ParamTypeRequired?Description
textUnion[str, List[str], Dataset]Input text to analyze for PII entities.
model_typestrThe type of NER model to use. Supported models are: 'flair', 'spacy', 'transformers'.
model_configDict[str, str]Configuration for NER models:
  • lang_code (str): Language code for the spaCy model.
  • model_name (str): Name of the model.
entity_typesList[str]List of PII categories to search for.
unique_anonymizationList[str]List of PII categories to apply unique anonymization to. If True, all PII categories will be uniquely anonymized.
chunk_sizeintChunk size for NER model.
no_redactList[str]A list of PII categories to not redact. These categories will be replaced with their original values.
custom_entity_configDict[str, Union[str, List[str], float, Callable]]Configuration for custom entities:
  • entity_type (str): The type of custom entity.
  • recognizer_type (str): The type of recognizer ('regex' or 'deny-list').
  • deny_list (List[str]): A list of patterns to deny-list if using 'deny-list' recognizer.
  • regex (str): A regular expression pattern if using 'regex' recognizer.
  • score (float): Expected confidence level for this recognizer.
  • redacted_text_callback (Callable): A callback function if using custom redacted text.
dataset_configDict[str, Union[str, List[str]]]Configuration for HuggingFace and custom datasets:
  • text_column (str; HugggingFace): The name of the column containing text.
  • split_column (str; HugggingFace and custom): Used for dataset splitting.

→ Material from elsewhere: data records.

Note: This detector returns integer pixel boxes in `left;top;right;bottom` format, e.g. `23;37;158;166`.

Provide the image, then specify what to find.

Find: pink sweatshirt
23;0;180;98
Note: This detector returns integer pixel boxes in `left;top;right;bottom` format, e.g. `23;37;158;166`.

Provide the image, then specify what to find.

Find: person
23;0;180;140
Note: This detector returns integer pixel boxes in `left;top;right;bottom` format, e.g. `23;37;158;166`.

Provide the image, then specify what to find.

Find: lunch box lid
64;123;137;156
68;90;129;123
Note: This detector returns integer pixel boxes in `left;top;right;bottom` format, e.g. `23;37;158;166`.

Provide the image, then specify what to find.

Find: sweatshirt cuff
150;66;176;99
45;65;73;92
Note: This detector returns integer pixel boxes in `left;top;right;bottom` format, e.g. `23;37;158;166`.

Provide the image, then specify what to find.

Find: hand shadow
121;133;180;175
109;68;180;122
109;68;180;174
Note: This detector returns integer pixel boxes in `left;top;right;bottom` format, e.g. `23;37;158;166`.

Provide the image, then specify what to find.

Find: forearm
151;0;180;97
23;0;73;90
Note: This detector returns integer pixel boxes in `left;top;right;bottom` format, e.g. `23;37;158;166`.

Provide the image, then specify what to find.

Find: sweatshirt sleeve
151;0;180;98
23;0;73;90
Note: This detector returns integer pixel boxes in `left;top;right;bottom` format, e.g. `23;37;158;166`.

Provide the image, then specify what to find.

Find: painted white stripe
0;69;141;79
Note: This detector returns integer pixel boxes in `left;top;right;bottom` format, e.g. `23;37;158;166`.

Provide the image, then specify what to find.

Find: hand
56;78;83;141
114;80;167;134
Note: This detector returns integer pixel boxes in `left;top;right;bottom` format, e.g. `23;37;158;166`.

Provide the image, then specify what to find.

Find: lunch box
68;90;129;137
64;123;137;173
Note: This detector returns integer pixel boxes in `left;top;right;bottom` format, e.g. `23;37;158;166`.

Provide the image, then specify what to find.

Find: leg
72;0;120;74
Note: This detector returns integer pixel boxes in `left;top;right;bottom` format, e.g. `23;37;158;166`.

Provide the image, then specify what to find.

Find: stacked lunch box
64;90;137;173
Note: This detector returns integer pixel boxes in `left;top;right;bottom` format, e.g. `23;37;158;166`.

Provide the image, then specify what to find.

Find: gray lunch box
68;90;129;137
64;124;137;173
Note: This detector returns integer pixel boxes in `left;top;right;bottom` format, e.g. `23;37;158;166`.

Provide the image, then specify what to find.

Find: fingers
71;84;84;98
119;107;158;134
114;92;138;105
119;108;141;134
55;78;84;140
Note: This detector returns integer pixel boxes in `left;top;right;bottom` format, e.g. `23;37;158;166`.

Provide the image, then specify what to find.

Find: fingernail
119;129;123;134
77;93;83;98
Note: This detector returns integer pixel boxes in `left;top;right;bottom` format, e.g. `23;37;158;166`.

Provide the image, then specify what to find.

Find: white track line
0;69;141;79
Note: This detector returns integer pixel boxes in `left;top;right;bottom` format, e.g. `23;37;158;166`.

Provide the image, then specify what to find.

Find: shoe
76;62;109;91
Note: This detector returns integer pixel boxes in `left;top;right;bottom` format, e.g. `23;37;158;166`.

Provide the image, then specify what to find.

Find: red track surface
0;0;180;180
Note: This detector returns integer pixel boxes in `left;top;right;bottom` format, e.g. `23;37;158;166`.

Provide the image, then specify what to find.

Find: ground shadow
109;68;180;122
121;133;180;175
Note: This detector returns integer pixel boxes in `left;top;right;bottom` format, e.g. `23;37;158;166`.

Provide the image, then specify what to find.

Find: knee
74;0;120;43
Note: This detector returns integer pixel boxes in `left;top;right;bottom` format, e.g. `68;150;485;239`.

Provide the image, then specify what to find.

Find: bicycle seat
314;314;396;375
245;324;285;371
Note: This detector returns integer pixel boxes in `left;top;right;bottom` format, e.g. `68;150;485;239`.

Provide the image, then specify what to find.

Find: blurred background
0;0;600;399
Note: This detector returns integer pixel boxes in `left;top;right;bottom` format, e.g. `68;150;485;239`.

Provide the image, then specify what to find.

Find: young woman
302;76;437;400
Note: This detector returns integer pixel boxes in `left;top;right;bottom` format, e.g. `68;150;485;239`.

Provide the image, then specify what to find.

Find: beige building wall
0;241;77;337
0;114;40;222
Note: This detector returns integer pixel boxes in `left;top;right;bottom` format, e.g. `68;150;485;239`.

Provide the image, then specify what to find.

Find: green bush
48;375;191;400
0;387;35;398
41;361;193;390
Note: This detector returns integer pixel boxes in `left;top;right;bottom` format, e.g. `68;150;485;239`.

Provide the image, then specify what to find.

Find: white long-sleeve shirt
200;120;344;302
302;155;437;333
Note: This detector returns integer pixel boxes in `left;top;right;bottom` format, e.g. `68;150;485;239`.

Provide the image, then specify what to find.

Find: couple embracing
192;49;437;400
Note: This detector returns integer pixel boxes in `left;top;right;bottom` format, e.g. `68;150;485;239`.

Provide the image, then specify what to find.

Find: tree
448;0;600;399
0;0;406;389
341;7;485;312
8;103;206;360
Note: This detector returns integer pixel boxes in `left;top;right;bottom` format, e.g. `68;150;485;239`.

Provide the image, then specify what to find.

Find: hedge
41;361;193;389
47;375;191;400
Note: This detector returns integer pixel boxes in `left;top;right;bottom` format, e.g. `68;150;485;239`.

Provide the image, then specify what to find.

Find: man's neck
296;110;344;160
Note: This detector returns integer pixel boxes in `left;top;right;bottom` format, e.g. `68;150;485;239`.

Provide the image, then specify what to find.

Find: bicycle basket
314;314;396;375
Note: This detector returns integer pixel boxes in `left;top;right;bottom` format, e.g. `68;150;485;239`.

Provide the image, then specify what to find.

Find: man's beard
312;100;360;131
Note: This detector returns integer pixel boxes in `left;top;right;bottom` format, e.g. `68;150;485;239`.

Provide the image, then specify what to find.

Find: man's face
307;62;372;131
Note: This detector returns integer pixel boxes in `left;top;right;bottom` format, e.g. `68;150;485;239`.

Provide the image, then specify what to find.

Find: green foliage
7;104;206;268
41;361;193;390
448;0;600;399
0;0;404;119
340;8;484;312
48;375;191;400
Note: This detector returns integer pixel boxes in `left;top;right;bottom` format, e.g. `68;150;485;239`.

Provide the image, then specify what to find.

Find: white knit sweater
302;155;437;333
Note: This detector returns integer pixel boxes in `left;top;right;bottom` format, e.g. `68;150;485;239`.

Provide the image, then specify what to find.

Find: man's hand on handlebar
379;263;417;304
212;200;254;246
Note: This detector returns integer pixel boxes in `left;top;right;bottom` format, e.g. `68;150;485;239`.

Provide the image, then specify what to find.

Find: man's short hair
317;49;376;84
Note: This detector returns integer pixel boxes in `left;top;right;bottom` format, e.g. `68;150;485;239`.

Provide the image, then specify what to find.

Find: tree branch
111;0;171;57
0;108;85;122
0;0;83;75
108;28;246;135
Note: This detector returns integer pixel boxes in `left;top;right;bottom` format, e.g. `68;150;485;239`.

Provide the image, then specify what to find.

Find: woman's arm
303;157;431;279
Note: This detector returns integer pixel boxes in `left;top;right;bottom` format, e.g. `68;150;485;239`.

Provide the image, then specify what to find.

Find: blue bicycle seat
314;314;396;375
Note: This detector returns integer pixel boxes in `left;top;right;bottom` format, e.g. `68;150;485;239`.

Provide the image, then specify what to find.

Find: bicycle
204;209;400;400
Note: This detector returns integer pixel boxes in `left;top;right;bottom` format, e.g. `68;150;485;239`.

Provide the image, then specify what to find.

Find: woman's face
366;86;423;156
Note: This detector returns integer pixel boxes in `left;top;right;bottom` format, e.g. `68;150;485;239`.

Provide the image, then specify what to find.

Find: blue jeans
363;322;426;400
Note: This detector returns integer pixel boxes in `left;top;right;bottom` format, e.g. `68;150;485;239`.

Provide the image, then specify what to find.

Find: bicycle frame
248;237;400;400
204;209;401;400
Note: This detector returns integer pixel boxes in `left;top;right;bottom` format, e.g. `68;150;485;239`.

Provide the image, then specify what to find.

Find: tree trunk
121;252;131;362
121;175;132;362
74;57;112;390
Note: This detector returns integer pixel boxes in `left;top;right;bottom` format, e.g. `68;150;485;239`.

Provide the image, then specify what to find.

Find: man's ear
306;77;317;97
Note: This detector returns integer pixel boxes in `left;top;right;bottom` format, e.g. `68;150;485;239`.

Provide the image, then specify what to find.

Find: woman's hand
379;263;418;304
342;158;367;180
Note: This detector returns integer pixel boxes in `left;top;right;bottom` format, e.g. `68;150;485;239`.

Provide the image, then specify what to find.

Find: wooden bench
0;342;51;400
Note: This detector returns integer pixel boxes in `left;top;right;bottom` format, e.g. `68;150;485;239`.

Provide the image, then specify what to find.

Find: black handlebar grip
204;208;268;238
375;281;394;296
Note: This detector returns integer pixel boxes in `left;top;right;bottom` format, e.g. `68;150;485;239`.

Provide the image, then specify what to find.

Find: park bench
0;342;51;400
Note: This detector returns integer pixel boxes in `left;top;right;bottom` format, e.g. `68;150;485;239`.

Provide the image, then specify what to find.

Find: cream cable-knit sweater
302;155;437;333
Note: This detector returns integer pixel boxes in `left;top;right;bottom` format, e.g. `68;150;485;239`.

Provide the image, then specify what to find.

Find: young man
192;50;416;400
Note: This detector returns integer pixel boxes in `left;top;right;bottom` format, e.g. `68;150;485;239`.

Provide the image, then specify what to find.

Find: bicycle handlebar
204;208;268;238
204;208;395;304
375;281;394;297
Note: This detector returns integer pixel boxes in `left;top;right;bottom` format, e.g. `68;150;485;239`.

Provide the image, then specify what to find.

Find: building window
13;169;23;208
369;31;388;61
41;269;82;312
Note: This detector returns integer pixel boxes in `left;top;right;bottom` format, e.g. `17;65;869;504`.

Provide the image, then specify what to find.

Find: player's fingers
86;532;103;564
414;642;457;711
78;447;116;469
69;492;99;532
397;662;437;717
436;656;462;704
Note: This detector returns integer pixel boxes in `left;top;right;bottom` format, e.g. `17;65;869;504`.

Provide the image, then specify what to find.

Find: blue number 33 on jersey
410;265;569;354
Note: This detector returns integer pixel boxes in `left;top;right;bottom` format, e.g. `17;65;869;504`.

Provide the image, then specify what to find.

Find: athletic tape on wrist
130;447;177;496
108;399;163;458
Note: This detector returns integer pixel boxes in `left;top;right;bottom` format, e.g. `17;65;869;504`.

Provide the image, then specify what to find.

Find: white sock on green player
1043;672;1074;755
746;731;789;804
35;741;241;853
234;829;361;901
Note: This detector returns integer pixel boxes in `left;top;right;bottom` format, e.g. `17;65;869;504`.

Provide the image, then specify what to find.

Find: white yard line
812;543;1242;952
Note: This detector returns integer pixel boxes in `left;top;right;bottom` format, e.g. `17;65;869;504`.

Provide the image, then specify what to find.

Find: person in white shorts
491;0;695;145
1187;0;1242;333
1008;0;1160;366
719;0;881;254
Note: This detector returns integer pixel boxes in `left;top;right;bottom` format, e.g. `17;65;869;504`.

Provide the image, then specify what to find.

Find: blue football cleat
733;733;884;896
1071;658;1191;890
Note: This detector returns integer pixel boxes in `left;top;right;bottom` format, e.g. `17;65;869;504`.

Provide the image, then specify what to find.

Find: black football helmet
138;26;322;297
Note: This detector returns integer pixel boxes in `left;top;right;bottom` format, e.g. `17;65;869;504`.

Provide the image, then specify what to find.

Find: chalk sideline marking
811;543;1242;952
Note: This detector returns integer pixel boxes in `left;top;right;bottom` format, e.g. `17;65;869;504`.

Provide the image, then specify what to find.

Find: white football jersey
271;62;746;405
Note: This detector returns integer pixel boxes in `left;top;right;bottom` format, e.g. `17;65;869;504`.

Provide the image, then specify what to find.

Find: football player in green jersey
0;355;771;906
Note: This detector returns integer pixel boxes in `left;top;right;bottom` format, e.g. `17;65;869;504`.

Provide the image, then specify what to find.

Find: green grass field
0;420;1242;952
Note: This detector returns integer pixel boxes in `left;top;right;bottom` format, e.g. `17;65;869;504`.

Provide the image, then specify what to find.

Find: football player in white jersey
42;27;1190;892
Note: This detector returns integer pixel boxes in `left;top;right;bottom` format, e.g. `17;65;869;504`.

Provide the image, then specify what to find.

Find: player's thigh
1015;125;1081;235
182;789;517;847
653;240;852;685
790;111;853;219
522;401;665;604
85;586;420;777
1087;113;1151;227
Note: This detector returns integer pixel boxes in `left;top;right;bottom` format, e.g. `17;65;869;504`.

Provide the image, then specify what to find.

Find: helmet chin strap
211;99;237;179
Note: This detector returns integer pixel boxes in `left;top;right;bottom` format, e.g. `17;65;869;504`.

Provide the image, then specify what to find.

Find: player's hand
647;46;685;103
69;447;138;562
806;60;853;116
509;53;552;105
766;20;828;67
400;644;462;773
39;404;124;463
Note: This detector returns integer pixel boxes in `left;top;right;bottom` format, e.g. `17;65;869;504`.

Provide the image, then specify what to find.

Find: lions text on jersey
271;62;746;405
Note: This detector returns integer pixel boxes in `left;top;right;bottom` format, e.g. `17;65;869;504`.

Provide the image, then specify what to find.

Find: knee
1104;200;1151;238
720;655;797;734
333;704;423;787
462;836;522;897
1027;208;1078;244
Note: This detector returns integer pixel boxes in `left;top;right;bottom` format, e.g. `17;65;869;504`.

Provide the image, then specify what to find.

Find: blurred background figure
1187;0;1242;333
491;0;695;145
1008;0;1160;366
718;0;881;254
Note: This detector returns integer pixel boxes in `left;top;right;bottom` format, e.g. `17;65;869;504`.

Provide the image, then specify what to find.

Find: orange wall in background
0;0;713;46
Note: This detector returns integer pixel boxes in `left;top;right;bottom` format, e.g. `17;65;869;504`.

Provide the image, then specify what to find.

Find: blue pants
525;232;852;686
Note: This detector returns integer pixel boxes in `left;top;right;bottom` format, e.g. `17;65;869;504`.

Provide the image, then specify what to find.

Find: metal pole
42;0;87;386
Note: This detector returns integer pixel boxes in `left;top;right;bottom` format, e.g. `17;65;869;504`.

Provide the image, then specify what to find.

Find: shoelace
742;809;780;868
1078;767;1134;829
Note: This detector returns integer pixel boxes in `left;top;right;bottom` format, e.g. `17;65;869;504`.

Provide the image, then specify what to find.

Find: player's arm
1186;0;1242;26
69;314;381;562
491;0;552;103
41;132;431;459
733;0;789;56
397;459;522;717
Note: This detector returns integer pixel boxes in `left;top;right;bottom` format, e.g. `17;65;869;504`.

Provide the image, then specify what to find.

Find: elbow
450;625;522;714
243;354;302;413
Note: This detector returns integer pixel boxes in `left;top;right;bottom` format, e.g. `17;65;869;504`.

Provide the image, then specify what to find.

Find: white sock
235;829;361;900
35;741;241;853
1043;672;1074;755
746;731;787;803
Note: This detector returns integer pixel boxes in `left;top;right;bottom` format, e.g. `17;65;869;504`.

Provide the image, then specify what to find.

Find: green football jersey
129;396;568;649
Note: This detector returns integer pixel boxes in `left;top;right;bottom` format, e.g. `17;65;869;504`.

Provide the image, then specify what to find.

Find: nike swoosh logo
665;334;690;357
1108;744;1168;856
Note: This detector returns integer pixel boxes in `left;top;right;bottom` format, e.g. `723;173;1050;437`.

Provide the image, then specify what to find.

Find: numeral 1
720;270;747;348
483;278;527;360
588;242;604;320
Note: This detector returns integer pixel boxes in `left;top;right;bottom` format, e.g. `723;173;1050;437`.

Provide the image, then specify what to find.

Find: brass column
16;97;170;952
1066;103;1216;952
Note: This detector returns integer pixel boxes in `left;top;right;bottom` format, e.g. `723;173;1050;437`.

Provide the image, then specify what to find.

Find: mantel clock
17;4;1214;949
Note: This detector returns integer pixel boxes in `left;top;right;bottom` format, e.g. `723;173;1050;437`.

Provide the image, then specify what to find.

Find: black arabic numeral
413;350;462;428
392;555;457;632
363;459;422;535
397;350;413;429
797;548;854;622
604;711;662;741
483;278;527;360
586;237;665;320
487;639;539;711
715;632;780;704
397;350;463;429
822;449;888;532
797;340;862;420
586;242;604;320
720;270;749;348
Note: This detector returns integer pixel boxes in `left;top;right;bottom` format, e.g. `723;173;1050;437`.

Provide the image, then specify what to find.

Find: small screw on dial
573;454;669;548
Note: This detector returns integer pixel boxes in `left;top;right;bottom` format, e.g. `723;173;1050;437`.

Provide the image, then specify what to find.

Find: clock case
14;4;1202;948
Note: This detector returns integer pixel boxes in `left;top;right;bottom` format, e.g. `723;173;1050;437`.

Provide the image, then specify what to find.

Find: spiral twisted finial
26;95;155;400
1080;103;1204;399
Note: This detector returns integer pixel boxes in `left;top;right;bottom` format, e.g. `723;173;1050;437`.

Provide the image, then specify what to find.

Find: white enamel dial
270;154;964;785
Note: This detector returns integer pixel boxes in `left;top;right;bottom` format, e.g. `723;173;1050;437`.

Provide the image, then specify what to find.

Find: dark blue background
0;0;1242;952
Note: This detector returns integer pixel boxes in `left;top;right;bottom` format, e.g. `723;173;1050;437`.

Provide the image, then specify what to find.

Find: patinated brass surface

String if using a HuggingFace dataset, list of strings if using custom dataset.
  • train_name (str; HugggingFace): The name of the training split in the dataset.
  • val_name (str; HugggingFace): The name of the validation split in the dataset.
  • test_name (str; HugggingFace): The name of the testing split in the dataset.
entity_mappingDict[str, str]Mapping of entity types to custom entity types.
dynamofl_pii_configDict[str, Union[str, bool]]Configuration for dynamofl's PII model:
  • llm_endpoint (str): Endpoint for the language model.
  • system_prompt (str): System prompt for the language model.
  • use_redacted_text (bool): Whether to use redacted text for the language model.

Returns

A dictionary with the following keys:

  1. If the text is of type str:
    • redacted_text (str): The redacted string.
    • redacted_entities (dict): Redacted entities.
    • redacted_entity_positions (list of tuples): Positions of redacted entities.
    • redacted_entity_counts (dict): Counts of redacted entities.
    • entity_types_summary (dict): Summary of entity types.
  2. If the text is of type List[str] or Dataset (HuggingFace dataset):
    • redacted_text (str): The redacted string.
    • redacted_entities (dict): Redacted entities.
    • redacted_entity_counts (dict): Counts of redacted entities.
    • entity_types_summary (dict): Summary of entity types.